What kind of market is this? Simply put, it's the opposite of stability.
To that end, I propose the best way to shake off those crazy market woes is with an end of the year broadcast upfront advertising market. That's right, it's upfront time -- time-shifted, of course.
For years cable networks have made calendar year deals with specific advertisers. In recent years Johnson & Johnson decided to replicate some of that activity with the broadcast networks.
But with the scary drop in ratings, and a real possible side effect of skyrocketing price hikes, there are rumors a few big packaged consumer goods companies are looking to push the broadcast networks for early upfront deals for the 2008-2009 season -- perhaps in the next several weeks.

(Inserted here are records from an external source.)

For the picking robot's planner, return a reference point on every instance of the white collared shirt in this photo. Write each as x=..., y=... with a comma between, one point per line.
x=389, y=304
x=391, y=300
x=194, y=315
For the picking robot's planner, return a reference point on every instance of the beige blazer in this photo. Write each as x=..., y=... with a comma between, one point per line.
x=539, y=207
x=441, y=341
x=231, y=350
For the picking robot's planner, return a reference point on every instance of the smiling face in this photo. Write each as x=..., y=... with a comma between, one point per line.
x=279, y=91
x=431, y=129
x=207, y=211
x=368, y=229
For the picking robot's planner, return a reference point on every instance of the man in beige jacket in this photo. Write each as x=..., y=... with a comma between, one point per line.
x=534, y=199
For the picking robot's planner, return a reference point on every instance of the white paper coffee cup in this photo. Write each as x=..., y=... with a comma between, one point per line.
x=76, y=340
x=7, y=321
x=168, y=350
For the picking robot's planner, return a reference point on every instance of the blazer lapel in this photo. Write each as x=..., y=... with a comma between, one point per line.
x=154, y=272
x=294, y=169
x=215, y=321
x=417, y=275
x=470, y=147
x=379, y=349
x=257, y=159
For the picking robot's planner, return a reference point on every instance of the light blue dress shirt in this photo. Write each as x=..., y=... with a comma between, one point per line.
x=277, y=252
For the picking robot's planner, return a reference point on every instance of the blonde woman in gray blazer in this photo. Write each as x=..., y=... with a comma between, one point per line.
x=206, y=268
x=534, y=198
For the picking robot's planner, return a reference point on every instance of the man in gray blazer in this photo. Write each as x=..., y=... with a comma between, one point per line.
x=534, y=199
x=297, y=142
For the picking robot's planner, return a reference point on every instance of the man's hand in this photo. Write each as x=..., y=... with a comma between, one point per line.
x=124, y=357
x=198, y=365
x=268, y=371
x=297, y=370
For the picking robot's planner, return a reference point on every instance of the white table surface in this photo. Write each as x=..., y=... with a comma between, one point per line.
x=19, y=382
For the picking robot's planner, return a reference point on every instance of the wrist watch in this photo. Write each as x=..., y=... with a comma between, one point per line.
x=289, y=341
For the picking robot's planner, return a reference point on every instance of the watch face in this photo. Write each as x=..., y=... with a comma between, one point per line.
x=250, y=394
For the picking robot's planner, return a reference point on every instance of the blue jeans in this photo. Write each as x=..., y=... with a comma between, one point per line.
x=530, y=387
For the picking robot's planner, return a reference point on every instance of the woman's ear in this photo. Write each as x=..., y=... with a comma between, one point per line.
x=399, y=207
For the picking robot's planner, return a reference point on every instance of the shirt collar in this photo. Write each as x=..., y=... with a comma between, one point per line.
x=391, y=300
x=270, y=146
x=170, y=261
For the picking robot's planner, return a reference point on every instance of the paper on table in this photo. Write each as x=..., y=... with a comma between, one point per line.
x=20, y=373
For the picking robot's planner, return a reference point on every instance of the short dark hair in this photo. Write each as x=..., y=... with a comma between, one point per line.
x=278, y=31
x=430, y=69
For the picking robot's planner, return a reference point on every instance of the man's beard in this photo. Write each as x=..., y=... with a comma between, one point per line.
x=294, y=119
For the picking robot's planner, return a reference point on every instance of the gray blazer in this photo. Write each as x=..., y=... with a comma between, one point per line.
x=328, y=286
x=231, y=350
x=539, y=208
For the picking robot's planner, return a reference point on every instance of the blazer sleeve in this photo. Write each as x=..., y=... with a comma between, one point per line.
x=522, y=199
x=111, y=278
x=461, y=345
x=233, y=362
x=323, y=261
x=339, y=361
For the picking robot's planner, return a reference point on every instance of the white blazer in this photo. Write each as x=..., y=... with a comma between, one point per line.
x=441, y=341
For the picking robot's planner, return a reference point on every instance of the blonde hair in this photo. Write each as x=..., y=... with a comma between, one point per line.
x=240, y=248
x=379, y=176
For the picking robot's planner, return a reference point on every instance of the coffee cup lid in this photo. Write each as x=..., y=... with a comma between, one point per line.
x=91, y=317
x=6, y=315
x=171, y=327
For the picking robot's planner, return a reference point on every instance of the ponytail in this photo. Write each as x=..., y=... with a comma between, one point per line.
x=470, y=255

This shouldn't come as much of a surprise. Already marketers in mid-November were looking to make second quarter 2008 scatter deals. Forget about the upfront advertising market going away -- it may root in deeper.
Will early upfront deals happen? Some believe it's a foregone conclusion. Others are less sure: "Only if a recession isn't coming," says one veteran media executive.
In the meantime, more weird changes: Marketers might be getting cash back from networks -- and that isn't a good thing. If cash is indeed given back, TV marketers will have to figure out where to spend it on short notice -- radio, print, online, wild postings?
What do networks now tell holiday-season-primed retailers or movie marketers? "Here's your money. Good luck in finding ratings points in between your Christmas shopping."
All to say, according to another media executive: "I've never seen the TV market so unstable."
In the meantime, with the writers' strike still going, look for crazier shifting of network programming schedules.
-- ABC will decide to finally air a bunch of NBA games on Saturday nights in January - just like it does with college football on Saturday night in the fourth quarter.
-- Look for Fox to run "American Idol" three nights a week, thus hurting the other networks even more now, since they can only air repeats and reality shows.
-- Finally, watch for NBC to produce its first-ever commercial-free series sponsored by TiVo -- the company who first gave consumers all that commercial-skipping ability.
Next season is already here -- for advertisers, anyway. TV networks just need to play catch-up.